MK is a 59-year-old male who presented with a chief complaint of epistaxis. He has a past-surgical history of carotid artery endarterectomy and percutaneous coronary stent placement. He had a total occlusion of the RCA and a 70% occlusion of the LAD that approached 90% at the ostium. Two drug-eluting stents were inserted into the LCX in December 2020, and a third was placed in the proximal LAD this past February. A third PCI/DES is planned imminently.
MK had been on dual anti-platelet therapy (aspirin + ticagrelor) since the beginning of March. Over the past week or so, he presented to the Garden City ER after he began experiencing nose bleeds. No blood work was performed, and the patient was instructed to put gauze in his nares. In his follow-up visit to the clinic on April 20, MK brought his medications. ROS was positive for nosebleeds but negative for hemoptysis/hematochezia/hematuria. He had recently acquired a bottle of clopidogrel although this med was not found in his chart. Between the aspirin, clopidogrel, and ticagrelor, the patient was confused as to which pills to take and when. We instructed him to discontinue the ticagrelor. Instead, we clarified that he is to take one aspirin and one clopidogrel per day. His next visit with his cardiologist is on May 27.
What is this patient asking us to “get smart” about? On the most immediate level, he wants us to help him lower his risk of minor bleeding (i.e. from the nose). We take that one step further by also considering the possibility of major bleeding. A goal is a pharmaceutical alternative that ameliorates epistaxis while first and foremost maintaining stent integrity. We must also consider that the patient has many co-morbidities, is a poor historian, and his medication compliance is uncertain.
Both ticagrelor and clopidogrel are PGY12 inhibitors that prevent platelet aggregation. This class is indicated for finite periods of time in high-risk patients after the placement of a coronary stent. Anti-platelet agents reduce the risk of thrombosis and therefore Major Acute Coronary Events (MACE).
I reviewed an original investigation from JAMA Internal Medicine: Association of Ticagrelor vs Clopidogrel with Major Adverse Coronary Events in Patients With Acute Coronary Syndrome Undergoing Percutaneous Coronary Intervention (2020). The study compared the risk of MACE in patients prescribed one of the two drugs after PCI. All subjects took aspirin concurrently. It concluded that outpatient use of ticagrelor is not superior to clopidogrel in lowering the risk of MACE. The adjusted analysis demonstrated that ticagrelor does increase the risk of major bleeds compared to clopidogrel. There was no mention of nosebleeds.
In the study of over 11,000 subjects, clopidogrel was the more frequently prescribed anti-platelet after PCI (63.6%). Clopidogrel users were more likely to have serious co-morbidities. Ticagrelor users were younger and tended toward fewer cardiac risk factors and comorbidities. Patients taking ticagrelor were reported to have higher adherence. However, 14% of ticagrelor users switched their anti-platelet during the course of the study; this only occurred in 2.3% of the clopidogrel arm. Ticagrelor was associated with a higher incidence of major bleeding, and its users were more likely to report to the ED for dyspnea.

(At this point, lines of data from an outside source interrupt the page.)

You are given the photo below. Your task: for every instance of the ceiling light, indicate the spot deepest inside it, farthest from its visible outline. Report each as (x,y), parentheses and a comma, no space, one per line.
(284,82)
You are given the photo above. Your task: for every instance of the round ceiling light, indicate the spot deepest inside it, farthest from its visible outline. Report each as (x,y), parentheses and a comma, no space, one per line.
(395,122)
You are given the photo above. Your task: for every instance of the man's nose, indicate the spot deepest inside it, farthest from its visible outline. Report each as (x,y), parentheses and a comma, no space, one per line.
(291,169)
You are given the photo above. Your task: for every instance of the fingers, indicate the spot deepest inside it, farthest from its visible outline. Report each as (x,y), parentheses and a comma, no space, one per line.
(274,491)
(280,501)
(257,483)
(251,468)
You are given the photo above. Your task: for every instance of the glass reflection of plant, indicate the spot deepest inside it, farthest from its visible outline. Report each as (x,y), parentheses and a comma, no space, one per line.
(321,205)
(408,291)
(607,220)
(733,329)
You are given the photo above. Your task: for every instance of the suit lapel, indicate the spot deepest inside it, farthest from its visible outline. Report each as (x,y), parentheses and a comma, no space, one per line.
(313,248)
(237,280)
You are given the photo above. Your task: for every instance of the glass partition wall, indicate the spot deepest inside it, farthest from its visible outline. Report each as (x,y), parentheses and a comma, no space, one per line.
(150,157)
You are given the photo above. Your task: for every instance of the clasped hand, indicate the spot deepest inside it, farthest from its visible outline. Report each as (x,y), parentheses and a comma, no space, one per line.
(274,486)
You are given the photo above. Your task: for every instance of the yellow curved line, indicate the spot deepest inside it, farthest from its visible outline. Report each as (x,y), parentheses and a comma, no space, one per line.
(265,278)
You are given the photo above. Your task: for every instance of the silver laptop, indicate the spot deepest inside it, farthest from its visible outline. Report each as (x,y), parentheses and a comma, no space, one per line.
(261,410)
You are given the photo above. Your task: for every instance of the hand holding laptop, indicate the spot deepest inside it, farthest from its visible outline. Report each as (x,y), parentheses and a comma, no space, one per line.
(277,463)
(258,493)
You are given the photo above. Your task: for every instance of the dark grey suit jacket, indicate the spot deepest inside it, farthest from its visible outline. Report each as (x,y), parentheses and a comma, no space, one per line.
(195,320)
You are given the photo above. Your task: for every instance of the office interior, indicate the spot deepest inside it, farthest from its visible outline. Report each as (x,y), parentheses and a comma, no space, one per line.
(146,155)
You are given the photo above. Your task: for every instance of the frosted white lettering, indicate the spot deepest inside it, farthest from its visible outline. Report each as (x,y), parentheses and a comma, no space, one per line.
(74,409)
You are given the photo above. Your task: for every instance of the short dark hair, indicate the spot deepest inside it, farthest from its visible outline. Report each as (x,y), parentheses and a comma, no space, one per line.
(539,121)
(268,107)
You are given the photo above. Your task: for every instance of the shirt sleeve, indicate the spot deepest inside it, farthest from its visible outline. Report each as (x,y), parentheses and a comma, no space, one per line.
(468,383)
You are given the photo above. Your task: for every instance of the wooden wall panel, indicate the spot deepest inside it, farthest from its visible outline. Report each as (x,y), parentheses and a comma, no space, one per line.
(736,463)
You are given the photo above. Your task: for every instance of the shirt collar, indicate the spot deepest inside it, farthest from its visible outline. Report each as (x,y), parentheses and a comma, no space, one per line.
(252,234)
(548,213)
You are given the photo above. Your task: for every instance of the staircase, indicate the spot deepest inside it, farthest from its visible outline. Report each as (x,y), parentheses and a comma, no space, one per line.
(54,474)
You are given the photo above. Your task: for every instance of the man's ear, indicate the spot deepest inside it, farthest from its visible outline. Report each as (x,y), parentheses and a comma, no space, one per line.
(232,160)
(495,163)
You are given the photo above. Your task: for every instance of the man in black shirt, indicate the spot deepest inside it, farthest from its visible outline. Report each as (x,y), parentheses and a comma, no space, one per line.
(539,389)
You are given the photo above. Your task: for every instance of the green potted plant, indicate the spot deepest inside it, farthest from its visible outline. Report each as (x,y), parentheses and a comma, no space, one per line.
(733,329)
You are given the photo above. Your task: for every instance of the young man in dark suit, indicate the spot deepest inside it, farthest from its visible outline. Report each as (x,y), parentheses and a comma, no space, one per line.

MK would be optimally served with an anti-platelet plus aspirin. Clopidogrel and ticagrelor are equivalent when it comes to preventing post-PCI MACE. The best choice for him is a matter of adherence, which could be encouraged with a written-out medication schedule and blister packs. The patient mentioned how he did not like taking ticagrelor twice a day. The clopidogrel dose calls for one a day. It has the added benefit of lowering his risk for major bleeding, and to that end minor bleeding.